ONTARIO: Food bank focuses on food safety
Posted: April 27th, 2009 - 10:39am
Glen Watts, president, Neighbour to Neighbour, Hamilton, The Hamilton Spectator writes regarding, 'Food safety practices need to be applied to food banks, too' (Letters, April 22), to say that food banks do focus on food safety practices. Our food bank in the Neighbour to Neighbour Centre on the Hamilton Mountain has clear internal and external policies.
When we receive food donations, volunteers sort all the food and check every expiration date. Any food past its due date is automatically thrown out. The dates are checked again by our volunteer shelf stockers and our volunteer food bank workers.
We are set up like a grocery store. Clients shop for themselves, so they choose the items they want and can check the dates one more time.
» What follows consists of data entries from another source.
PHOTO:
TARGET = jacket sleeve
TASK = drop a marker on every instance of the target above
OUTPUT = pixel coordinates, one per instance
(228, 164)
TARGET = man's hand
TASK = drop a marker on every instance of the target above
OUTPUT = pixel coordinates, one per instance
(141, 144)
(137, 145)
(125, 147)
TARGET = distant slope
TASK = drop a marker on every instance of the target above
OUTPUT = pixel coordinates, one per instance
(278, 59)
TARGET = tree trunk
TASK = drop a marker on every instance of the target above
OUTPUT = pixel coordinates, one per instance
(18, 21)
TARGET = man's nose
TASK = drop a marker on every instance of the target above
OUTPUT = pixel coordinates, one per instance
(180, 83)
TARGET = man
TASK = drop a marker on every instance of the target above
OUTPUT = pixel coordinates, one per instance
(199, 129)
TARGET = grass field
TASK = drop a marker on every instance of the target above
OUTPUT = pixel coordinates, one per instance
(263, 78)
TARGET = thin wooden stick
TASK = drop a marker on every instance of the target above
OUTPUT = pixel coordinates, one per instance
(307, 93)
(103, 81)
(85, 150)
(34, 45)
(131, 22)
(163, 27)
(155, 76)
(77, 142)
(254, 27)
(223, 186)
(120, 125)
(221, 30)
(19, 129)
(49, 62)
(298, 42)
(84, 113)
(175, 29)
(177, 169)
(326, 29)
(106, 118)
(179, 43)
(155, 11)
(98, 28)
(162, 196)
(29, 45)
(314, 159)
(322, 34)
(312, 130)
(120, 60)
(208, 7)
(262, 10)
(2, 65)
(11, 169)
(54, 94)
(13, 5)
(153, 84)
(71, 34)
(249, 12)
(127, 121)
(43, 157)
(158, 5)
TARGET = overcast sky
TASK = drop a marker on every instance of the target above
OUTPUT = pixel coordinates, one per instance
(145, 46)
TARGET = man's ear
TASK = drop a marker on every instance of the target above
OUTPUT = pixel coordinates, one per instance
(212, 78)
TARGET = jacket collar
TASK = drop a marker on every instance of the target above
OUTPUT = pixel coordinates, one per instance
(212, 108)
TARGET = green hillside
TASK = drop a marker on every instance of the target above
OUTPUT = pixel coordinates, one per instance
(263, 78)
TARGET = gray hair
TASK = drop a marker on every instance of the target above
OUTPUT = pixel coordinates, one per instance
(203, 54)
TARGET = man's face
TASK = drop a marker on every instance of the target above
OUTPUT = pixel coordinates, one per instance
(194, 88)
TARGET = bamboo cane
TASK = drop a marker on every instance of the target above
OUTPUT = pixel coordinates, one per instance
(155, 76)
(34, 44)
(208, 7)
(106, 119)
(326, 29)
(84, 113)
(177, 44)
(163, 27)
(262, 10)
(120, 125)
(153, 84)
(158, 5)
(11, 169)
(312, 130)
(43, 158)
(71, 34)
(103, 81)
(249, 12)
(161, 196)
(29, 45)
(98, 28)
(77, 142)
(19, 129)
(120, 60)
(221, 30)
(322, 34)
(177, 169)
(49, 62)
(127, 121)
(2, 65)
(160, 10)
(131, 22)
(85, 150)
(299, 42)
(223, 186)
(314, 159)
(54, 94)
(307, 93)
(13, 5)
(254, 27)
If an item slips through this four-step process and the client gets home and finds they have an item past due, they contact us and we replace it.
From time to time we do receive bread or pasta that comes to us with pests in it from the original source. We immediately isolate and dispose of it. To protect the quality of these foods, we store pasta in a walk-in cooler and bread in an enclosed storage facility. We rotate our inventory based on due dates, a further reflection of our attention to quality and freshness.
We monitor food recalls through the Canadian Food Inspection Agency. We are regularly inspected by the city's Public Health Services, have passed every inspection and keep records of these inspections. Public health advises us of any food safety issues in the Hamilton area.
We believe all people deserve to be treated with dignity and respect, and our food practices reflect this.
I invite the letter writer to tour our centre. She might also consider becoming a volunteer and joining others who work hard to ensure this necessary service continues.